Hermit’s Pediatrics is a small practice serving the health care needs of children in a small, rural community. The practice has always used paper health records. However, the practice founder, Dr. Melody Hermit, learns that under the American Recovery and Reinvestment Act (ARRA) of 2009, the Centers for Medicare and Medicaid Services (CMS) is offering significant incentives to eligible healthcare professionals who effectively adopt electronic health records (EHR). She sees an opportunity to move into the electronic age.
It takes some time for Dr. Hermit and her staff to get accustomed to using the EHR instead of the paper record, but they quickly see some real advantages. Information in the EHR is always easy to find and is well-organized. Things are going smoothly until one morning when Dr. Hermit and her staff discover that all of their patient records are gone from the EHR. Inadvertently, the system upgrade that was rolled out the night before has overwritten the storage partition containing the records. Luckily, the records had been backed up just before the wipe-out, and are eventually reloaded within a few hours.
Several months later, Dr. Hermit receives an irate phone call from a patient’s mother whose child has been diagnosed with sickle cell disease. The mother’s anger is triggered when a neighbor expresses her sympathy, although the mother has not discussed the diagnosis with anyone. Dr. Hermit questions her staff and learns that the receptionist discussed the child’s diagnosis with the mother’s neighbor after checking his medical records. Dr. Hermit is astounded that the receptionist could even view the patient information, particularly given that the EHR is supposed to be HIPAA compliant according to Planet, the software developer. She is equally surprised when she walks into the reception area only to witness that another patient’s record is in full-sight of those waiting for their appointment. To top Dr. Hermit’s frustration, the Planet software server suffers a malicious software attack. As a consequence, the EHRs of many patients have been compromised, and many others might have been made vulnerable.

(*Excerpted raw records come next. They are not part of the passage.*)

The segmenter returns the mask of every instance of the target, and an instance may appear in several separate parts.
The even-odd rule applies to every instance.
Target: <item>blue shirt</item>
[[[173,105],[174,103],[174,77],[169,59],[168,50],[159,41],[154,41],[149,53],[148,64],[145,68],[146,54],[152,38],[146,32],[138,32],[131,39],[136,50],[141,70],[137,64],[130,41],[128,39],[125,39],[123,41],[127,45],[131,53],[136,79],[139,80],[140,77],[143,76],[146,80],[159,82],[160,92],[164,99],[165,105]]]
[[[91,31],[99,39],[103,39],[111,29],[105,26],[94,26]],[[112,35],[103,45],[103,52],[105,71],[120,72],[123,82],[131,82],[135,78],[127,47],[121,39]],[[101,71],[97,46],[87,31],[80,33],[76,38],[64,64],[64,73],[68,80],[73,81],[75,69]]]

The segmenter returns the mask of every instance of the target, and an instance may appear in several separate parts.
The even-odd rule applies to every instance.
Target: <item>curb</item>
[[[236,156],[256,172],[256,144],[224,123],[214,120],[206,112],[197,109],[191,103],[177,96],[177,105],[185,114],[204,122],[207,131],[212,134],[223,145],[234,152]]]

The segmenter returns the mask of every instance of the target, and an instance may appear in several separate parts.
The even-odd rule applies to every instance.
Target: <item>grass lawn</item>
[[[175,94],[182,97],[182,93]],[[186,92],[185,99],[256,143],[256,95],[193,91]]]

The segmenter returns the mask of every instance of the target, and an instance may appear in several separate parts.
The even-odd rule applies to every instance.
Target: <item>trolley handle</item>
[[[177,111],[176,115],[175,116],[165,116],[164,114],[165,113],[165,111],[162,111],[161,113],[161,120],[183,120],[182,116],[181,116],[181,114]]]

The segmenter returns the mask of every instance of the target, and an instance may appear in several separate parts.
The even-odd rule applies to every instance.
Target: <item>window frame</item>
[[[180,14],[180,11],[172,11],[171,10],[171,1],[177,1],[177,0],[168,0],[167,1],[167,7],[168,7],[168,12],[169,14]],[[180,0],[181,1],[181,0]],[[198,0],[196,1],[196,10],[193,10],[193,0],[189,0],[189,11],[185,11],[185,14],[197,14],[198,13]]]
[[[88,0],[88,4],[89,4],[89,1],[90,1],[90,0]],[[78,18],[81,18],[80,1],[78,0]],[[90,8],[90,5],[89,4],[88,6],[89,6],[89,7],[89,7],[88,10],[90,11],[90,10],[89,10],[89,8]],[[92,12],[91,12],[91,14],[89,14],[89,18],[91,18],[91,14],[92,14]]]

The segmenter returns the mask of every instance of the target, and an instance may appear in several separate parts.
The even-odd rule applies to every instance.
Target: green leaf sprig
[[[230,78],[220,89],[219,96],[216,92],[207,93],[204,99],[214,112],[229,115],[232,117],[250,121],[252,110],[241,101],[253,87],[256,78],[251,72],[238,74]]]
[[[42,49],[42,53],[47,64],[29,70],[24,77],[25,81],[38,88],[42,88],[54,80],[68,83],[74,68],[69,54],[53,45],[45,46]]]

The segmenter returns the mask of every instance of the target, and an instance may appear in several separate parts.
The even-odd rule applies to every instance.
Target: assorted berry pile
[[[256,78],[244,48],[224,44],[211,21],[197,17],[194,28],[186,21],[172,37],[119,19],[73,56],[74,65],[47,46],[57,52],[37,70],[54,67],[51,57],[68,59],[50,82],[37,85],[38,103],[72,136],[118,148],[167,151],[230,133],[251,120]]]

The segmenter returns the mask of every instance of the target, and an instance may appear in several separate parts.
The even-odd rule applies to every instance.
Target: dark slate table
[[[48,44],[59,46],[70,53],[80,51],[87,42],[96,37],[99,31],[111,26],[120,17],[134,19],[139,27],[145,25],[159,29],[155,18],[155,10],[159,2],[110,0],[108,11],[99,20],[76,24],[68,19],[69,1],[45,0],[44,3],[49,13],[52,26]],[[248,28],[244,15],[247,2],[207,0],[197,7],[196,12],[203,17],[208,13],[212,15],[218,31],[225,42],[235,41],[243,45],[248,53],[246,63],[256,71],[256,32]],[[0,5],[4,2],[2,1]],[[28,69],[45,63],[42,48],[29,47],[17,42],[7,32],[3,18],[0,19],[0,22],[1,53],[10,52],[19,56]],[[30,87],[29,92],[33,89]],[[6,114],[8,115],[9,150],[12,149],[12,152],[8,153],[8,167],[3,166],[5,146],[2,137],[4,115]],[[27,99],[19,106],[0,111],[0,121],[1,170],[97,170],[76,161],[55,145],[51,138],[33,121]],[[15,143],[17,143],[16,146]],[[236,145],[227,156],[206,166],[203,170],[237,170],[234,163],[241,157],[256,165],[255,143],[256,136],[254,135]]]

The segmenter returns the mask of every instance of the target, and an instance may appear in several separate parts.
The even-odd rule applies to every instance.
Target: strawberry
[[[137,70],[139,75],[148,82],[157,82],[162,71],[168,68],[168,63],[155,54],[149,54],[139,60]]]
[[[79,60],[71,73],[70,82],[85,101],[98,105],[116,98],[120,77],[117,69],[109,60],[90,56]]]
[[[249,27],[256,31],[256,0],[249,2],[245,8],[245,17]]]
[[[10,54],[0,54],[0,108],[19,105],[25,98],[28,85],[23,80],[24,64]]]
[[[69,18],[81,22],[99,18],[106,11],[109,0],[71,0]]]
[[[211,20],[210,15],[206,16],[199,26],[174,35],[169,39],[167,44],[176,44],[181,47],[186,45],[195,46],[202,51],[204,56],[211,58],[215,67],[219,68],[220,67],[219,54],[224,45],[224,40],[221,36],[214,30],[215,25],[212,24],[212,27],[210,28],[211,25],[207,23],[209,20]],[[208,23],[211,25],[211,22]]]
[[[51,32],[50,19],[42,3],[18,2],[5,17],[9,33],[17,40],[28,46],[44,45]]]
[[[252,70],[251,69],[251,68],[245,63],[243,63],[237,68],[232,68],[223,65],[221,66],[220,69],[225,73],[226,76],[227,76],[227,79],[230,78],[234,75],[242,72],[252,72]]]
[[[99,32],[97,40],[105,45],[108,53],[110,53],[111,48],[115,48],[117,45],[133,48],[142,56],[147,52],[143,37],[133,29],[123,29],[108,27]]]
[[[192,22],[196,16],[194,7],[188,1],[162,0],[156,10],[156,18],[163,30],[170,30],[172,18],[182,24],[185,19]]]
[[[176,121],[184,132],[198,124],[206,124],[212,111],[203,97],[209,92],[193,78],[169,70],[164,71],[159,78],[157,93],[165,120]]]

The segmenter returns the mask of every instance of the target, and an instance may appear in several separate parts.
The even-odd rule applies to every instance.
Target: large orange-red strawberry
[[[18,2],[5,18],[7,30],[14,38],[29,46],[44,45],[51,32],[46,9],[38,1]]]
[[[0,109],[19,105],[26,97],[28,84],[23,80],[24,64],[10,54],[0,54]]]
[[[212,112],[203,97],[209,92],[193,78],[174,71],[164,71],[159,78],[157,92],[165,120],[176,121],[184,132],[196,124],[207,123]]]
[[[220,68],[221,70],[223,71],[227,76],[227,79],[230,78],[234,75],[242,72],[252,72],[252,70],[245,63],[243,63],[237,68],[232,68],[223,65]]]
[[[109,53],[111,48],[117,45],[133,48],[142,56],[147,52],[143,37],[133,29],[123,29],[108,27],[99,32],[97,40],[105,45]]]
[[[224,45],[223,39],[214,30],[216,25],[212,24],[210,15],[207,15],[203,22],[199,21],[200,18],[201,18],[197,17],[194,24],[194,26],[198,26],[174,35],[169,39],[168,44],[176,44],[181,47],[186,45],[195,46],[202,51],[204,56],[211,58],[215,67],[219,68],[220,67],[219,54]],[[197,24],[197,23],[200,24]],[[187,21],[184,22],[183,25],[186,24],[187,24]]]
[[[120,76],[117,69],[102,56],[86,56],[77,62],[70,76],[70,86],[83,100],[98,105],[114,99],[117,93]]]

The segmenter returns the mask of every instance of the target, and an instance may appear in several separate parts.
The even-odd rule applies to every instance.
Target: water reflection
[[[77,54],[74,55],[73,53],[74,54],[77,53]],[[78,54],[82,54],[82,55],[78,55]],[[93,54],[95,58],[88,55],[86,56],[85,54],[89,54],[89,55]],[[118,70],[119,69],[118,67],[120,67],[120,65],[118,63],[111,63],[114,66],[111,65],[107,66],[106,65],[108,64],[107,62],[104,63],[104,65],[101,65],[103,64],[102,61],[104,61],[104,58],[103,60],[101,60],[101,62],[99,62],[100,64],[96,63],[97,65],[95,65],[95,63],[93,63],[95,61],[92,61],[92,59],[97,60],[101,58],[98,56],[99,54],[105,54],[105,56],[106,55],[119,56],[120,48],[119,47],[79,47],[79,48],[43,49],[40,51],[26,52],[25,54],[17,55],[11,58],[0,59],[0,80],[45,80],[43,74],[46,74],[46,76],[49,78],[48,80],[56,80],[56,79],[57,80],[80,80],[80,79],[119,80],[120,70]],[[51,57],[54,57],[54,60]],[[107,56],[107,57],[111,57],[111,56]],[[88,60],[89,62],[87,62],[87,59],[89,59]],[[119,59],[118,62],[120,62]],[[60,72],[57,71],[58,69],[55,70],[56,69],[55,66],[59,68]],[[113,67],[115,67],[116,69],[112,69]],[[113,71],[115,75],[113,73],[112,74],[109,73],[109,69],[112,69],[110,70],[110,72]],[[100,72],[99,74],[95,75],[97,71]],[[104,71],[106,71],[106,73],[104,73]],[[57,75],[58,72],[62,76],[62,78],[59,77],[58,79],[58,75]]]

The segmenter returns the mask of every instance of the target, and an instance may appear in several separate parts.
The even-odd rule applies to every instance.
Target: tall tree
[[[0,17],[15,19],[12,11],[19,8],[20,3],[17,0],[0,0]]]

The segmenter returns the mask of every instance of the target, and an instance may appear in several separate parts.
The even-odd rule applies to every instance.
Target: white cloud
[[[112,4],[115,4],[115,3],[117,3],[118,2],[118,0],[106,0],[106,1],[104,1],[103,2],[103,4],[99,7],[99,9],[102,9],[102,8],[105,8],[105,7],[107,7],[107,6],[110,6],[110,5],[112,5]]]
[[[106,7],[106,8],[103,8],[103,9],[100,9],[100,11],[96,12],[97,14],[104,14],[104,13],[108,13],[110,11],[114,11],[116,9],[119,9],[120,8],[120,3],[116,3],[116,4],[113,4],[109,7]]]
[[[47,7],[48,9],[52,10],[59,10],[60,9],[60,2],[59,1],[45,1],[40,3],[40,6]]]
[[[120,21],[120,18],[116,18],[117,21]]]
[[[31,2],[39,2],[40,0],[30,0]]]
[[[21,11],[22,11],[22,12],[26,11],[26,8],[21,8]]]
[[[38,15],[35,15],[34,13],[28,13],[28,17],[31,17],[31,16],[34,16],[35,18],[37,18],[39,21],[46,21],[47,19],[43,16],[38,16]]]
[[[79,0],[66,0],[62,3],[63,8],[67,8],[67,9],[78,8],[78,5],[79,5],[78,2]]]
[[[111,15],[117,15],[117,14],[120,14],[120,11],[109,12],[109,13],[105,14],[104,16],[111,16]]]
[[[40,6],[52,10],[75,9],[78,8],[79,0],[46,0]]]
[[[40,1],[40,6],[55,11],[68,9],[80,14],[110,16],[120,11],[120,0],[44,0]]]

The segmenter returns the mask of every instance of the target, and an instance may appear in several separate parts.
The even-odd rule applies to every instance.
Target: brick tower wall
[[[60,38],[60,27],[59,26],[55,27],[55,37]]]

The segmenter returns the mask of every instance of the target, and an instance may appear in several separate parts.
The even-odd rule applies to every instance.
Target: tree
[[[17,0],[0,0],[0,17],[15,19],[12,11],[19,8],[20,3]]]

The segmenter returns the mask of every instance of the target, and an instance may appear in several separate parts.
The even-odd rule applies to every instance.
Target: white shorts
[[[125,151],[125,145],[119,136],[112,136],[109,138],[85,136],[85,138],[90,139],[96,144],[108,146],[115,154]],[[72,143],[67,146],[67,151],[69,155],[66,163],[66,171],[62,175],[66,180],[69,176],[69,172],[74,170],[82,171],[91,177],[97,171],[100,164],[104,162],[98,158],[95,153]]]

Dr. Hermit is now rethinking her decision to adopt an EHR to qualify for the incentive payment after all. The clinic may be better off using paper records until she retires.
Case Study Questions
1. Hermit’s Pediatrics has experienced risks to information confidentiality, data integrity, service availability, and the business itself. Identify the consequences, the vulnerabilities exploited, and the ways these risks could have been mitigated.
2. What are some of the risks that are not addressed by HIPAA, but an EHR software subscriber may need to consider?